SUMMERLIN, NEV. — The manager of the Department of Energy’s Carlsbad, N.M., field office expects the major new ventilation system for the transuranic waste disposal site could start up sometime in 2024.
“Preliminary commissioning” work on the Safety Significant Confinement Ventilation System should start this calendar year, said Mark Bollinger, who heads the Carlsbad Field Office, which oversees the Waste Isolation Pilot Plant (WIPP) said here Wednesday during Exchange Monitor’s Radwaste Summit 2.0.
Some degree of operation of the system, designed to triple underground airflow at the underground salt mine, should begin in 2024, Bollinger said. The Carlsbad manager’s comments came in response to a question from the Exchange Monitor.
The overall project is about 83% complete, Bollinger said.
Such a timeline would be earlier than the 2025-2026 target briefed by the head of DOE’s new prime contractor, Bechtel’s Salado Isolation Mining, during a March presentation at the Waste Management Symposia in Phoenix.
Once it comes online, the new $500-million ventilation system will triple WIPP’s underground airflow to roughly 540,000 cubic feet per minute, according to DOE. This should enable WIPP to simultaneously do mining, waste emplacement and maintenance.
WIPP has not been able to do all three at once since a February 2014 underground radiation leak.

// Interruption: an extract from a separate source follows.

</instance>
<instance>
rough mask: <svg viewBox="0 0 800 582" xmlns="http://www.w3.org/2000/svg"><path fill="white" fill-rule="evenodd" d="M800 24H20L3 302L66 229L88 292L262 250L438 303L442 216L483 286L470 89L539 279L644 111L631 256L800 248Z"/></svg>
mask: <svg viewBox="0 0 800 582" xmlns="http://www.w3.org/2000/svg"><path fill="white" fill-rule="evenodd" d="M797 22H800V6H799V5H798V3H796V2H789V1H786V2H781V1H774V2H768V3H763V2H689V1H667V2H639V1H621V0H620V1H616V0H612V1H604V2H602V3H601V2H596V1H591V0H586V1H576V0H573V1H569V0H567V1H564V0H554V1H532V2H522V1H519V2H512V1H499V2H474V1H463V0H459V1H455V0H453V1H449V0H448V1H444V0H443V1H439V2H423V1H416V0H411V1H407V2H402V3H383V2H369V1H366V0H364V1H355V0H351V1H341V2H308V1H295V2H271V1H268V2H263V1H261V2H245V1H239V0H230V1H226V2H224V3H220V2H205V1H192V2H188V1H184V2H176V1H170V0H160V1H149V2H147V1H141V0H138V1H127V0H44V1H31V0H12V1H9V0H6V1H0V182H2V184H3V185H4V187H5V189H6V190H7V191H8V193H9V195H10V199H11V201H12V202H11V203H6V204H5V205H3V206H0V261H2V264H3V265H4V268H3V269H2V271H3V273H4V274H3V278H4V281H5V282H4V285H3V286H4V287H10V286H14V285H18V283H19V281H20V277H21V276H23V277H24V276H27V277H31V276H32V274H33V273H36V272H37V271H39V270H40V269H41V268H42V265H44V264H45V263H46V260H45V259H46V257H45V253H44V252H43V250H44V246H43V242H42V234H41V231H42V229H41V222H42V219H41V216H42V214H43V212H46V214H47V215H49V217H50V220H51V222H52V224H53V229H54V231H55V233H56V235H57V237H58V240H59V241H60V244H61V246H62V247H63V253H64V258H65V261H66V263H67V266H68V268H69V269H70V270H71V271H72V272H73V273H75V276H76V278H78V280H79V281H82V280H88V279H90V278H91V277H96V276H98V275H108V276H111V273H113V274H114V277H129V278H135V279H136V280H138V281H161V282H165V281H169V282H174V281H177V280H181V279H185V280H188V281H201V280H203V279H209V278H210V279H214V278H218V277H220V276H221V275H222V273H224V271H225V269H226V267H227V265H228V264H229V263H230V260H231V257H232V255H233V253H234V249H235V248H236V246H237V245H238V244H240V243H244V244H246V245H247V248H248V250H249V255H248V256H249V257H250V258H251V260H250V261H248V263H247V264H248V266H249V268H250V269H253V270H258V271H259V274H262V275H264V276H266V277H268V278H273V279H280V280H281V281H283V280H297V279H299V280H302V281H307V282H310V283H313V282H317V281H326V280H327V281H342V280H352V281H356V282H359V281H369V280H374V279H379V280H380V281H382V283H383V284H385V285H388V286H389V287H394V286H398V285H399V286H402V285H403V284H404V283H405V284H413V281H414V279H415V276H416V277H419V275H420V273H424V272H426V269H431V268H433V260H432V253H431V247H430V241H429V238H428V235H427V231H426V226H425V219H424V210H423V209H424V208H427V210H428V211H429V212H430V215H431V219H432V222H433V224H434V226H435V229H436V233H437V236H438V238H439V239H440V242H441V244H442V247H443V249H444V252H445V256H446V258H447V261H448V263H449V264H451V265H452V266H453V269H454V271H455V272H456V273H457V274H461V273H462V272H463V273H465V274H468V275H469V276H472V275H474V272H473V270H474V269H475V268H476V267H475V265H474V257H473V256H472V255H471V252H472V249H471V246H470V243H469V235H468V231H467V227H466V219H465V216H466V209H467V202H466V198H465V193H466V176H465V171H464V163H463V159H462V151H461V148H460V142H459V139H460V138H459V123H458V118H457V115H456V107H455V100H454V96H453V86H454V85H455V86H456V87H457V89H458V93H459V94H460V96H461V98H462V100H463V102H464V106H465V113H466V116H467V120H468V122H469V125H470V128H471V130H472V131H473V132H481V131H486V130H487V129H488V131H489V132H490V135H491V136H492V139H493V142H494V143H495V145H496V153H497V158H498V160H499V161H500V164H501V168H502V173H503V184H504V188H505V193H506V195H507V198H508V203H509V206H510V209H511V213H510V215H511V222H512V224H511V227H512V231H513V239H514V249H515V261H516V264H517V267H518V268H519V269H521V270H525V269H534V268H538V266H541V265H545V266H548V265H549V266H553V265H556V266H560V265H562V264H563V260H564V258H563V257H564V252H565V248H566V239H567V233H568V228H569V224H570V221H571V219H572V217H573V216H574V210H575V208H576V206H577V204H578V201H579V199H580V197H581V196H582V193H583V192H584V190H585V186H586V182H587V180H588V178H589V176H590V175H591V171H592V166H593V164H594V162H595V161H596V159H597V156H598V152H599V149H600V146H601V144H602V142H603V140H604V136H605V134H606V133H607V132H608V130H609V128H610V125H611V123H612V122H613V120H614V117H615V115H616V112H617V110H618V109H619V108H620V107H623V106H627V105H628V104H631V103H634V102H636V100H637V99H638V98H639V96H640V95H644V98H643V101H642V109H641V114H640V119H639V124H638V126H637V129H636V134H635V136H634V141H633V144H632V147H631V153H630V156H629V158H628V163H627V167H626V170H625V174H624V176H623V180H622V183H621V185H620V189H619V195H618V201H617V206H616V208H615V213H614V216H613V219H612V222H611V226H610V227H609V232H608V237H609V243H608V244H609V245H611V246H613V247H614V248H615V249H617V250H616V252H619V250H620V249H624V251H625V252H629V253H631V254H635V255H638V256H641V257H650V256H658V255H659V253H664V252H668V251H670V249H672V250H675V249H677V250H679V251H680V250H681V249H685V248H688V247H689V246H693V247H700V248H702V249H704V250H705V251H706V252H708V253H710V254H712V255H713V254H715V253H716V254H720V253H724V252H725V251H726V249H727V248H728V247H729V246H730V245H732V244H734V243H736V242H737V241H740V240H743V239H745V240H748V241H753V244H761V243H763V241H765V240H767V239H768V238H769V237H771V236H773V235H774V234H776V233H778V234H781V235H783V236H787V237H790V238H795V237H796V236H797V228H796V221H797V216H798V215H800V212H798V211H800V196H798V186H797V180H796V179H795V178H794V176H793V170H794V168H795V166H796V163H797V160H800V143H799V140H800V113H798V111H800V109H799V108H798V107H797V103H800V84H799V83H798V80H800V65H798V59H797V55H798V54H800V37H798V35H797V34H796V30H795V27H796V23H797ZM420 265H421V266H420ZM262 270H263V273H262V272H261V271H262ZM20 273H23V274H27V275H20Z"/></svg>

The accident forced WIPP offline for about three years and then drastically slowed emplacement of waste in the irradiated panel when the mine reopened.
In his Wednesday presentation, as part of a spent fuel panel discussion, Bollinger said a key portion of the project, the Salt Reduction Building on the WIPP surface, is 97% complete. Installation of underground fans is about 65% complete, Bollinger said.
The new underground utility shaft being dug at WIPP is now more than 1,700 feet deep, and will eventually reach almost 2,300 feet deep into the mine, Bollinger said in his slide presentation.